Cae la noche y una línea de luces anticipa un maravilloso descubrimiento. Entramos en el centro del universo. El lugar que desafía disputas ancestrales que contra toda lógica separatista funde riberas y evidencia la unidad posible de lo que se empeñan sea imposible.

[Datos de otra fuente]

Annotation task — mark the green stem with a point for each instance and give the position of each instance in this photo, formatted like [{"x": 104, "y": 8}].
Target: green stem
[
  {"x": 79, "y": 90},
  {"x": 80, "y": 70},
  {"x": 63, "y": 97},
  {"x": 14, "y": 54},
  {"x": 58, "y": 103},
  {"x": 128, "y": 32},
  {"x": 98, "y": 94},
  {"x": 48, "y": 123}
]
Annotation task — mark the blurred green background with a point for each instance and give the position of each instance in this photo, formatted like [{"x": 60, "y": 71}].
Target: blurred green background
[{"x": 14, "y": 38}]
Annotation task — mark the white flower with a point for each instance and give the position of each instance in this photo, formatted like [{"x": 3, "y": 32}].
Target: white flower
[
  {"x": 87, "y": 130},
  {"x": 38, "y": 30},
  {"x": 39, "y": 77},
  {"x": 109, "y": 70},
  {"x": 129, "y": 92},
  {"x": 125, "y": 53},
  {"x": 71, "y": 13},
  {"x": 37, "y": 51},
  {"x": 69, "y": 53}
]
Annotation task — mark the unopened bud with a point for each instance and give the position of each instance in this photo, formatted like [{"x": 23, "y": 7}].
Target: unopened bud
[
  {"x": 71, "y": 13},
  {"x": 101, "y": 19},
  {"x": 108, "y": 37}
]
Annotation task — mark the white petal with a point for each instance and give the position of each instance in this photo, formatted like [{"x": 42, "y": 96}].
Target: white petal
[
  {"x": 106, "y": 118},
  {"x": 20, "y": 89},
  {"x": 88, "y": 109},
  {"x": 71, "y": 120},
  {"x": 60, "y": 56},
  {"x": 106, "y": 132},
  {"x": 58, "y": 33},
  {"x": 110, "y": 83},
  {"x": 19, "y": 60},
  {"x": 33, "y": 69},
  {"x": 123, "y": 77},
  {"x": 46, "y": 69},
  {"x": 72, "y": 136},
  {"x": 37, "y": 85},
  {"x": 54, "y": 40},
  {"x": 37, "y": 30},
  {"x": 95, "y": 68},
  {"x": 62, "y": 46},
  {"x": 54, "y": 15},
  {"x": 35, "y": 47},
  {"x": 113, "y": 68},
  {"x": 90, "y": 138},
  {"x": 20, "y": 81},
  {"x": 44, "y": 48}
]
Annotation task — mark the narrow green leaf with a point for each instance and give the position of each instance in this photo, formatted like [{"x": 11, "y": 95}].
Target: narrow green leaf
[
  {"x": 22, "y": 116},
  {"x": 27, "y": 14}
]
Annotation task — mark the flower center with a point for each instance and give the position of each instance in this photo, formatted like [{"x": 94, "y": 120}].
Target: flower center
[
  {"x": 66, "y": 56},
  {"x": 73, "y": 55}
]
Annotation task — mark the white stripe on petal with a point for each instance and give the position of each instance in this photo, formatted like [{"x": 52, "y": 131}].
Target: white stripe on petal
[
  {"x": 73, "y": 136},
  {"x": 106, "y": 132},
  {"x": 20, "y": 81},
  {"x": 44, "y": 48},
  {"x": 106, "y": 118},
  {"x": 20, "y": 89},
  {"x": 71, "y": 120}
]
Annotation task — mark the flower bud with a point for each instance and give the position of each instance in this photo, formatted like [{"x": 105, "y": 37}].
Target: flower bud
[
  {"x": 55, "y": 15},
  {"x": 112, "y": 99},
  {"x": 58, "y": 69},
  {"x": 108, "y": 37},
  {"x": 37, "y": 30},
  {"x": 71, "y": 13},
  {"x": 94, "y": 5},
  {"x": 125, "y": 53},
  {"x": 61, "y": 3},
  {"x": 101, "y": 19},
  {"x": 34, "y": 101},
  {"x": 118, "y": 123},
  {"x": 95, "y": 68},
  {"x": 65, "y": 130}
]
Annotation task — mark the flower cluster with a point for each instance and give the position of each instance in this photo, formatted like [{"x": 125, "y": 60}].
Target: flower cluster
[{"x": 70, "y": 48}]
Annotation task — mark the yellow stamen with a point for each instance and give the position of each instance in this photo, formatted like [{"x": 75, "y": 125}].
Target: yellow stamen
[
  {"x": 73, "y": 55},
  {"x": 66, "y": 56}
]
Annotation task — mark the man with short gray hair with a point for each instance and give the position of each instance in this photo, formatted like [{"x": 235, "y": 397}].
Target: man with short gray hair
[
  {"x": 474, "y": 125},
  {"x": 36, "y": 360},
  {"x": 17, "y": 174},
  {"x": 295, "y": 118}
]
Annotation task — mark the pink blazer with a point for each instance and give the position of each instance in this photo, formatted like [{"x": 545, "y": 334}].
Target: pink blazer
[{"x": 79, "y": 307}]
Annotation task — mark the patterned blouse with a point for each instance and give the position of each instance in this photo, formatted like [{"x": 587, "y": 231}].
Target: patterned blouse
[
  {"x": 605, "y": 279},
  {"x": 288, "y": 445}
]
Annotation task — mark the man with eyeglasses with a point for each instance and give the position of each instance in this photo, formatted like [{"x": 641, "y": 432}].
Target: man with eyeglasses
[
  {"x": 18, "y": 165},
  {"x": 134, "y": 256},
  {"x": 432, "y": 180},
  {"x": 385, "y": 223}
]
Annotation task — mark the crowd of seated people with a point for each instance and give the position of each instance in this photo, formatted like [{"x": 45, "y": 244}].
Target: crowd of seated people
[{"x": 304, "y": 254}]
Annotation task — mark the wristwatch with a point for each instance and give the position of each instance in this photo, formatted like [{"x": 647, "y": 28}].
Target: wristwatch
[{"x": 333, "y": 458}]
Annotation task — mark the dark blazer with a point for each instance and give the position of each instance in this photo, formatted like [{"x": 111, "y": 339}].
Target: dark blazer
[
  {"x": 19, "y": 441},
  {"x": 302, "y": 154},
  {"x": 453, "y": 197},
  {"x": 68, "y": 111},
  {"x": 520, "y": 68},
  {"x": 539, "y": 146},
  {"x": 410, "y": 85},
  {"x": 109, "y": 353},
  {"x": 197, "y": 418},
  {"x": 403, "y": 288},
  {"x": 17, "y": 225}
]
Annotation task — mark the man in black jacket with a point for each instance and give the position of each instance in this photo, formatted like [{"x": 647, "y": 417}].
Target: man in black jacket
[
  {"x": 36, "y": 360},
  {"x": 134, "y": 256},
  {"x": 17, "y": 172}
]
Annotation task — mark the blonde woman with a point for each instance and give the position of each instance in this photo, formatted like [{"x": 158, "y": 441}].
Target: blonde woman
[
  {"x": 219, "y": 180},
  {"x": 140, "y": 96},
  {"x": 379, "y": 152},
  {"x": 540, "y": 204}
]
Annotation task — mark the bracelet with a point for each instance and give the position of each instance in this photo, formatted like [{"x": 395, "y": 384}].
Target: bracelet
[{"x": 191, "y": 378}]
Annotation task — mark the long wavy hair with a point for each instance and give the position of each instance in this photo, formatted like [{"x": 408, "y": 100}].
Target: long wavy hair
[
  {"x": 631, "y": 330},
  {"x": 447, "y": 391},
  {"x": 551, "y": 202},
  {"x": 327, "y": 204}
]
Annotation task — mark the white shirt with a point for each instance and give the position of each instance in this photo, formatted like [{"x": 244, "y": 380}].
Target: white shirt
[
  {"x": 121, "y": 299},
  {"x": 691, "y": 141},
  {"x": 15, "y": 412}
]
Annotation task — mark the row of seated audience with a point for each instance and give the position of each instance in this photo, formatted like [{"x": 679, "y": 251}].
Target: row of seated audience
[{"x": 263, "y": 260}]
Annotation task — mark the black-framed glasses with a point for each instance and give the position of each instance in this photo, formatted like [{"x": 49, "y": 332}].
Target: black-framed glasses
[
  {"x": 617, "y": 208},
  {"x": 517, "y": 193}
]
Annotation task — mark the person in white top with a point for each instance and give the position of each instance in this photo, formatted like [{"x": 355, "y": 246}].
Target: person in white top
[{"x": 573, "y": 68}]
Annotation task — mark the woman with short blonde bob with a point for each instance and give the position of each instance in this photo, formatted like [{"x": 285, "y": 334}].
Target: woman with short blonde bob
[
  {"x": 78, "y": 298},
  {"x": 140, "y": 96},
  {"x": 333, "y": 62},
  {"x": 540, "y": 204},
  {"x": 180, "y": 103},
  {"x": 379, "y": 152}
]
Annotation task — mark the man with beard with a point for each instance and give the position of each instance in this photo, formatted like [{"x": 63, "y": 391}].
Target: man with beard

Medula espinal de una ciudad cien veces muerta mil veces construida, donde converge todo. La estación de autobuses, los taxis, los colectivos, la antigua estación de tren, la gran vía Istikial, el viejo Sultanamet, los grandes bazares, el mercado de pescado. Punto de encuentro de turistas, trabajadores, emigrantes de interior o exterior, escolares, amas de casa, vendedores, compradores, carteristas.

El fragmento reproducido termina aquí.